Absence or evasion from appearing without good reason of a person called in a case of a tax offense as a witness,

entails the collection of a fine in the amount of one thousand roubles.

Unlawful refusal of a witness to testify, as well as giving knowingly false testimony

entails the recovery of a fine in the amount of three thousand roubles.

Commentary on Art. 128 Tax Code of the Russian Federation

Part 1 Art. 128 of the Tax Code of the Russian Federation contains responsibility for the failure to appear or evasion from appearing without good reason of a person called in a case of a tax offense as a witness, and entails a fine in the amount of 1 thousand rubles.

Part 2 Art. 128 of the Tax Code of the Russian Federation provides for liability for the unlawful refusal of a witness to testify, as well as for giving knowingly false testimony, and entails a fine of 3 thousand rubles.

It should be noted here that the testimony of a witness, for which the witness is held liable, must be recorded in the record of the interrogation of the witness in the prescribed form.

The object of the analyzed act is the relationship associated with the implementation tax control and, in particular, those arising from tax audit and proceedings in the case of a tax offense. At the same time, the perpetrator violates such provisions of the Tax Code of the Russian Federation as Art. Art. 23, 31, 90. The direct object is the relationship connected with the fact that the witness involved in the case does not perform or improperly performs the duties assigned to him by law. The danger of this offense lies in the fact that it can nullify the results of a tax audit, give rise to unreasonable doubts about their reliability, and complicate the activities of tax authorities in the implementation of control functions.

The objective side of this offense is expressed both in the actions and inaction of the witness. Let's clarify some definitions:

a) failure to appear means that the perpetrator refused to appear before the tax authority (despite the fact that he was summoned in the prescribed manner, see) and stated this directly and unambiguously;

b) evasion of appearance means that the perpetrator does not actually appear in the tax authority, although he does not declare a refusal;

c) both non-appearance and evasion of appearance then constitute signs of the objective side of this offense when they are committed without good reason. Whether this or that reason is valid can be judged only on the basis of an analysis of a specific situation. In particular, in practice, good reasons include:

illness of the guilty person, which prevents the appearance;

the need to care for a sick family member;

some solemn (mournful) event in the life of a witness;

call for short-term military training;

accident or accident, traffic accident, etc.

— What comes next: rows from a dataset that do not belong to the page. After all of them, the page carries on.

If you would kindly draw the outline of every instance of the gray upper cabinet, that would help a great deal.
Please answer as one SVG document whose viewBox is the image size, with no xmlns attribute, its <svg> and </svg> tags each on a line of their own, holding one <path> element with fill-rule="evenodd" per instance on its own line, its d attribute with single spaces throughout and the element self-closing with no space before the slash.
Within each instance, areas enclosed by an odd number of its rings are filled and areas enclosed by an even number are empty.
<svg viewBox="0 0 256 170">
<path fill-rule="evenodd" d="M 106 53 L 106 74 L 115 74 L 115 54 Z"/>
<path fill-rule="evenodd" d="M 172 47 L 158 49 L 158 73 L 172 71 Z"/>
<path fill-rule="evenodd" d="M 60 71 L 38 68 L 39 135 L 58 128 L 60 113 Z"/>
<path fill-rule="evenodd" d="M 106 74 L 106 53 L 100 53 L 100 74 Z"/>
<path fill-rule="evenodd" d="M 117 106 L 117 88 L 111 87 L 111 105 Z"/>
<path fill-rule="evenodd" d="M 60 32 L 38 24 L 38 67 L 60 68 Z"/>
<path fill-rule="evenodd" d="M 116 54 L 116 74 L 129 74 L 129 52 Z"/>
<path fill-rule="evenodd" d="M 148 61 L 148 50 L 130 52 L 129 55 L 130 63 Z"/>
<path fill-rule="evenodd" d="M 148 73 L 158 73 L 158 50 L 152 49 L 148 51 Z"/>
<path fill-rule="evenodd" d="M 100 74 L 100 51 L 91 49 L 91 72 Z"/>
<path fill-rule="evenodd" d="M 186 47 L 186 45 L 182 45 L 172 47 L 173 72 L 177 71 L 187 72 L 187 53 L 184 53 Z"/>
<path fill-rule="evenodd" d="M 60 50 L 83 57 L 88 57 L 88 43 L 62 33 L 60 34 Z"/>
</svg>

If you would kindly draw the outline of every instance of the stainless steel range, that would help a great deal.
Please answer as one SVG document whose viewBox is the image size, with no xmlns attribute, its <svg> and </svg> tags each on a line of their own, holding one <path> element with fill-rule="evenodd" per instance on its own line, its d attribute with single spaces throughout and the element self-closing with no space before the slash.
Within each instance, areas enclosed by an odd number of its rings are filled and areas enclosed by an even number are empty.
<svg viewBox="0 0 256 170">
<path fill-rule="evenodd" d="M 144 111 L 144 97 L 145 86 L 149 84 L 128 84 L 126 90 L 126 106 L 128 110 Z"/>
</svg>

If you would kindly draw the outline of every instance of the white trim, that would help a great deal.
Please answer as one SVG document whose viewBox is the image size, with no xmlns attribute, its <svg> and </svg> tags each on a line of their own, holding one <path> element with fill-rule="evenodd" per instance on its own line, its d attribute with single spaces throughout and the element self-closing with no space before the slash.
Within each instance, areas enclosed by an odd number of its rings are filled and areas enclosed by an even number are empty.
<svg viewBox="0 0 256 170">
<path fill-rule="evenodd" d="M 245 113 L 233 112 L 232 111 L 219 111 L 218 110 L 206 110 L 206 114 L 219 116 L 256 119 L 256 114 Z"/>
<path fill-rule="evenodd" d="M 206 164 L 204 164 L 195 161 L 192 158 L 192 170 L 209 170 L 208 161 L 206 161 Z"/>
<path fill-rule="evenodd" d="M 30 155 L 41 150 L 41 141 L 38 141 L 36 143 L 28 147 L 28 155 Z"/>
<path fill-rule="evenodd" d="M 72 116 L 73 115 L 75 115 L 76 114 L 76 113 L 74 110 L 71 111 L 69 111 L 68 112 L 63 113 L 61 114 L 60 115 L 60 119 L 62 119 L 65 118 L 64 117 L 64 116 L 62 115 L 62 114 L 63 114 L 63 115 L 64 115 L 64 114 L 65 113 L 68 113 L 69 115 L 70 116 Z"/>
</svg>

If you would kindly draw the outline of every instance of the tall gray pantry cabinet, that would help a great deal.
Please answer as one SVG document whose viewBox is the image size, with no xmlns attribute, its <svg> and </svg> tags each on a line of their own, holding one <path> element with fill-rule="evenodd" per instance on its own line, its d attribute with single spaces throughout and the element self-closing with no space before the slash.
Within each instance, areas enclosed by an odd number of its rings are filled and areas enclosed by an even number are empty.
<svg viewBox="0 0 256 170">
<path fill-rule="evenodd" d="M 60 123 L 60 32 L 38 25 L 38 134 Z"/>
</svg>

The irrelevance of the reason for non-attendance (avoidance of attendance) must be proved by the tax authorities themselves;

d) a witness is summoned by an official who conducts proceedings on a case of a tax offense;

e) the objective side of the offense under part 2 of the commented article includes such acts as:

- Wrongful refusal of a witness to testify. A statement of refusal can be made both in writing and orally (in any case, this is reflected in the protocol, which is drawn up in accordance with paragraph 1 of article 90 and article 99 of the Tax Code of the Russian Federation). The perpetrator is held liable under Art. 128 of the Tax Code of the Russian Federation, both with full and partial refusal to testify. The motives and reasons for refusing to testify are absolutely irrelevant: fear of ruining relations with the taxpayer, unwillingness to cooperate with the tax authorities, etc. On the other hand, in the commented article, it is precisely the unlawful refusal that is meant. It should be taken into account that it will be lawful for a witness to refuse to testify against himself, his spouse, close relatives (Article 51 of the Constitution of the Russian Federation), in other cases provided for by law. Testimony (which the perpetrator refused to give) is any information, circumstances known to the witness in the case of a tax offense. However, we are talking only about such circumstances that are important for tax control. A person has the right not to testify about other circumstances;

- giving knowingly false testimony - means that the perpetrator deliberately misinforms officials tax authority;

f) the objective side of the offense specified in the commented article is characterized by both the commission of actions (for example, giving deliberately false testimony) and inaction (for example, when evading the appearance to testify).

The subject of this offense can only be individuals (this is expressly provided for in paragraph 1 of article 90 of the Tax Code of the Russian Federation). At the same time, it should be taken into account that minors, as well as persons who, due to physical or mental disabilities, are not able to correctly perceive and (or) reproduce the circumstances relevant to the case (clause 2 of article 90 of the Tax Code of the Russian Federation) are not subject to being called as witnesses .

On the other hand, the testimony of a witness can be obtained at the place of his stay, if he, due to illness, old age, disability, is not able to appear at the tax authority, and at the discretion of the official of the tax authority - in other cases (paragraph 4 of article 90 of the Tax code).

The liability provided for by this article occurs if the act does not contain elements of a crime under the provisions of the Criminal Code of the Russian Federation.

The subjective side of the analyzed act is characterized only by an intentional form of guilt. It is impossible to imagine that a person does not realize that, by committing this tax offense, he violates the law (the point is that the tax official explains his rights and obligations to him). Thus, the perpetrator commits this act either with direct or indirect intent (Article 110 of the Tax Code of the Russian Federation).

The amount of the fine can be reduced or increased according to the rules of art. 112 and paragraphs 3, 4 of Art. 114 of the Tax Code of the Russian Federation.

Absence or evasion from appearing without good reason of a person called in a case of a tax offense as a witness,
entails the collection of a fine in the amount of one thousand roubles.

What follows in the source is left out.